Blankenbach is a community in the Aschaffenburg district in the Regierungsbezirk of Lower Franconia (Unterfranken) in Bavaria, Germany, and a member of the Verwaltungsgemeinschaft (Administrative Community) of Schöllkrippen.

Geography

Location

The community lies some 17 km from Aschaffenburg and Alzenau. Together with the communities of Kleinkahl, Krombach, Schöllkrippen, Sommerkahl, Westerngrund and Wiesen, Blankenbach forms the Verwaltungsgemeinschaft (Administrative Community) of Schöllkrippen in the Kahlgrund.

History

Amalgamations
In 1966, the two communities of Großblankenbach and Kleinblankenbach, which lay on the Kahl's right and left banks respectively, merged into the community of Blankenbach. While Großblankenbach had formerly belonged to the Counts of Schönborn, Kleinblankenbach had been an Electoral Mainz holding.

Politics

Community council

The council is made up of 12 council members, not counting the mayor.

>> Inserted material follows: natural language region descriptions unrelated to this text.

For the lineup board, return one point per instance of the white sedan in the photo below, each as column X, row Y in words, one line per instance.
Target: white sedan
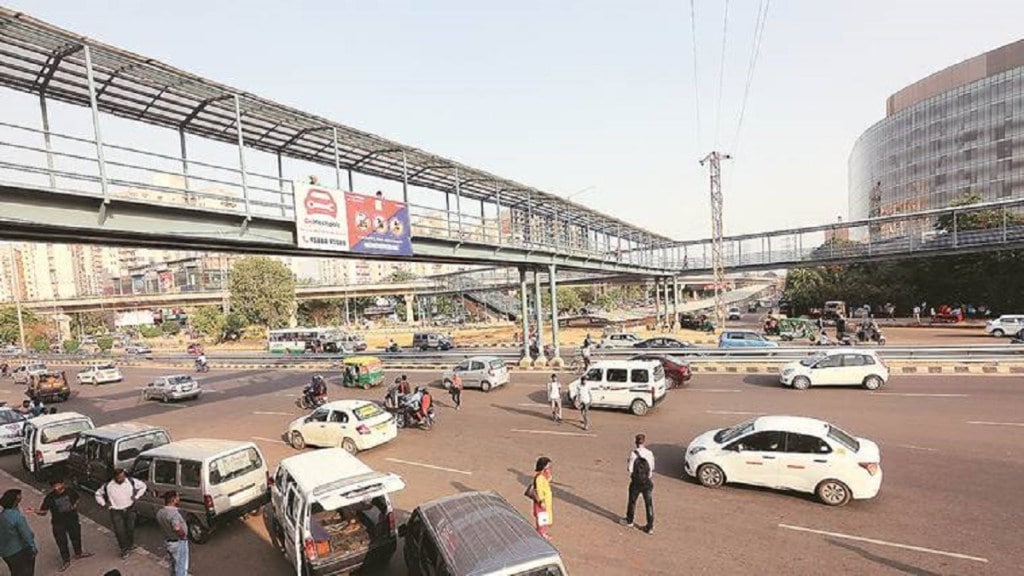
column 788, row 453
column 837, row 368
column 99, row 374
column 352, row 424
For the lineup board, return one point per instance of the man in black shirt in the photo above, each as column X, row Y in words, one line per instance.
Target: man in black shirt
column 62, row 505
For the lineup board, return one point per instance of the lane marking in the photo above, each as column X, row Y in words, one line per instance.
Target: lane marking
column 555, row 433
column 431, row 466
column 884, row 543
column 278, row 440
column 920, row 395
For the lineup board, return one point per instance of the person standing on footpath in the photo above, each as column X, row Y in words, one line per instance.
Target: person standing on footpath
column 17, row 543
column 540, row 492
column 62, row 506
column 555, row 398
column 641, row 469
column 175, row 531
column 119, row 496
column 583, row 396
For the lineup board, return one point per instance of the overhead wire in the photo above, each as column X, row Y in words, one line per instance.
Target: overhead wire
column 759, row 29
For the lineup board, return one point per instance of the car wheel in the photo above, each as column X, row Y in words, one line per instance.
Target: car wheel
column 710, row 476
column 872, row 382
column 197, row 532
column 833, row 492
column 349, row 446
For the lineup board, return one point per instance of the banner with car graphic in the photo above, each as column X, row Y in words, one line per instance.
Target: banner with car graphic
column 343, row 221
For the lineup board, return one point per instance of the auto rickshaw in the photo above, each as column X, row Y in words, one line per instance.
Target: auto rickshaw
column 363, row 371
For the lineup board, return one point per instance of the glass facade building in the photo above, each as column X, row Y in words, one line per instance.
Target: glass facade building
column 957, row 133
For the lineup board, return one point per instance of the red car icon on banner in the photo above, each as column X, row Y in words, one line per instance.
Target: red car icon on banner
column 321, row 202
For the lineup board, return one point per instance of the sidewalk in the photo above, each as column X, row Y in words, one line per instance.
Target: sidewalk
column 95, row 539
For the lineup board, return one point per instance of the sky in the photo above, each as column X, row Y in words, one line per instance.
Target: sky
column 573, row 94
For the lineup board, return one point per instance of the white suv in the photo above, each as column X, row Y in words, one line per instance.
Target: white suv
column 625, row 384
column 837, row 368
column 1004, row 325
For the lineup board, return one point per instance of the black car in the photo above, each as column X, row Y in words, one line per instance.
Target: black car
column 662, row 343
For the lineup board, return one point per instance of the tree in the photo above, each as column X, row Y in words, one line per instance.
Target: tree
column 262, row 291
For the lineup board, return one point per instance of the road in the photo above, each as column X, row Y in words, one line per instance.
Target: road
column 951, row 453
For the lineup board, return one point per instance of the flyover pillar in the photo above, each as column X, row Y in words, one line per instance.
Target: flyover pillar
column 556, row 361
column 524, row 318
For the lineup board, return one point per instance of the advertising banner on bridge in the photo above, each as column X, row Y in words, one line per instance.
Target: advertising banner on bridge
column 344, row 221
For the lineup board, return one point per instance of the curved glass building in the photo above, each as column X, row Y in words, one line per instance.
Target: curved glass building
column 957, row 132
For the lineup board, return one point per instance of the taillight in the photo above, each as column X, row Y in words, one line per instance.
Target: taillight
column 871, row 467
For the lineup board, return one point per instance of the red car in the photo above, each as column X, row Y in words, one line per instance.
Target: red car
column 677, row 371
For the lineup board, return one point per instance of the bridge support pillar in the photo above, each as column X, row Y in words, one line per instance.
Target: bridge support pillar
column 524, row 362
column 556, row 360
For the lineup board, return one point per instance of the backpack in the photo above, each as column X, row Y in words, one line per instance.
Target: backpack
column 641, row 468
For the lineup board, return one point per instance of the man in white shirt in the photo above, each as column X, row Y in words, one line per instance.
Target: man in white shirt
column 555, row 398
column 119, row 496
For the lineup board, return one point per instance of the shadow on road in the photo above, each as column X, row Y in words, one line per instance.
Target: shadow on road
column 894, row 564
column 561, row 493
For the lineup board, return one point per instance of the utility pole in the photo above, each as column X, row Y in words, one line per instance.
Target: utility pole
column 717, row 250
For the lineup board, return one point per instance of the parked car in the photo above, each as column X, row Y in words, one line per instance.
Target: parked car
column 97, row 452
column 446, row 535
column 619, row 340
column 99, row 374
column 677, row 370
column 330, row 513
column 432, row 340
column 744, row 338
column 636, row 385
column 165, row 388
column 790, row 453
column 352, row 424
column 11, row 427
column 25, row 372
column 837, row 368
column 1008, row 324
column 48, row 438
column 662, row 342
column 484, row 372
column 218, row 480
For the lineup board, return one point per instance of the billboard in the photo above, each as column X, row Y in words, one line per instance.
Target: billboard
column 343, row 221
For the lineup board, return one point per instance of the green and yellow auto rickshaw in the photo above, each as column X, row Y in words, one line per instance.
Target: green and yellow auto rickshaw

(as at municipal election held on 2 March 2008)

Coat of arms
The community's arms might be described thus: Gules a bar wavy argent, in chief a wheel spoked of six of the second, in base a lion passant queue fourchée Or standing on an abased partition per fess dancetty of three below which argent.

The community of Blankenbach came into being in 1966 through the merger of the formerly self-administering communities of Großblankenbach and Kleinblankenbach. The Kahl split these two communities, as symbolized by the wavy bar in the arms. Until the 19th century, the river formed the border between two lordly entities, with Großblankenbach being ruled by the Counts of Schönborn. This is shown in the arms by the lion, taken from the arms once borne by the Schönborn family, who governed the community for the Archbishopric of Würzburg, symbolized in the arms by the dancetty (that is, zigzag) partition in the base of the escutcheon, based on a similar partition in the arms borne by the bishops, and known as the “Franconian rake”. The six-spoked wheel (the Wheel of Mainz) refers to Electoral Mainz's lordship over Kleinblankenbach.

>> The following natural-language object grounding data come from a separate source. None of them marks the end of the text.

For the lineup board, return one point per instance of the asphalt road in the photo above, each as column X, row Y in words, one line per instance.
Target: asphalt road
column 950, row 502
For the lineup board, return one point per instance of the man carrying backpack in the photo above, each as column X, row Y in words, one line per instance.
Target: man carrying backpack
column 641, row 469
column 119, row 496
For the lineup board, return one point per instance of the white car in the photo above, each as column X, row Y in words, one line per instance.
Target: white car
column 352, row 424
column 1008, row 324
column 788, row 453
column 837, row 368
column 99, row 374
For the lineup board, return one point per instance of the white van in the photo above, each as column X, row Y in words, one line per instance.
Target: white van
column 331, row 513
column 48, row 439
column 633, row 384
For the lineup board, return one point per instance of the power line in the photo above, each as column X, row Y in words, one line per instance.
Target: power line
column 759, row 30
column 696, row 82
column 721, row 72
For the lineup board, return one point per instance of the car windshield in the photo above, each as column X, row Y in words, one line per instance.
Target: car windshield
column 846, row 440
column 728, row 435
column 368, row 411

The arms have been borne since 1967.

Culture

Culinary specialities
Wine pressers in the community and Apfelwein from Blankenbach are known well beyond the Kahlgrund and look back on a long tradition.

Economy and infrastructure
For the lime kiln that was built after 1900 on the Kahlgrundbahn railway line, the raw material was brought by a cableway from the limestone pits at Sommerkahl and Eichenberg.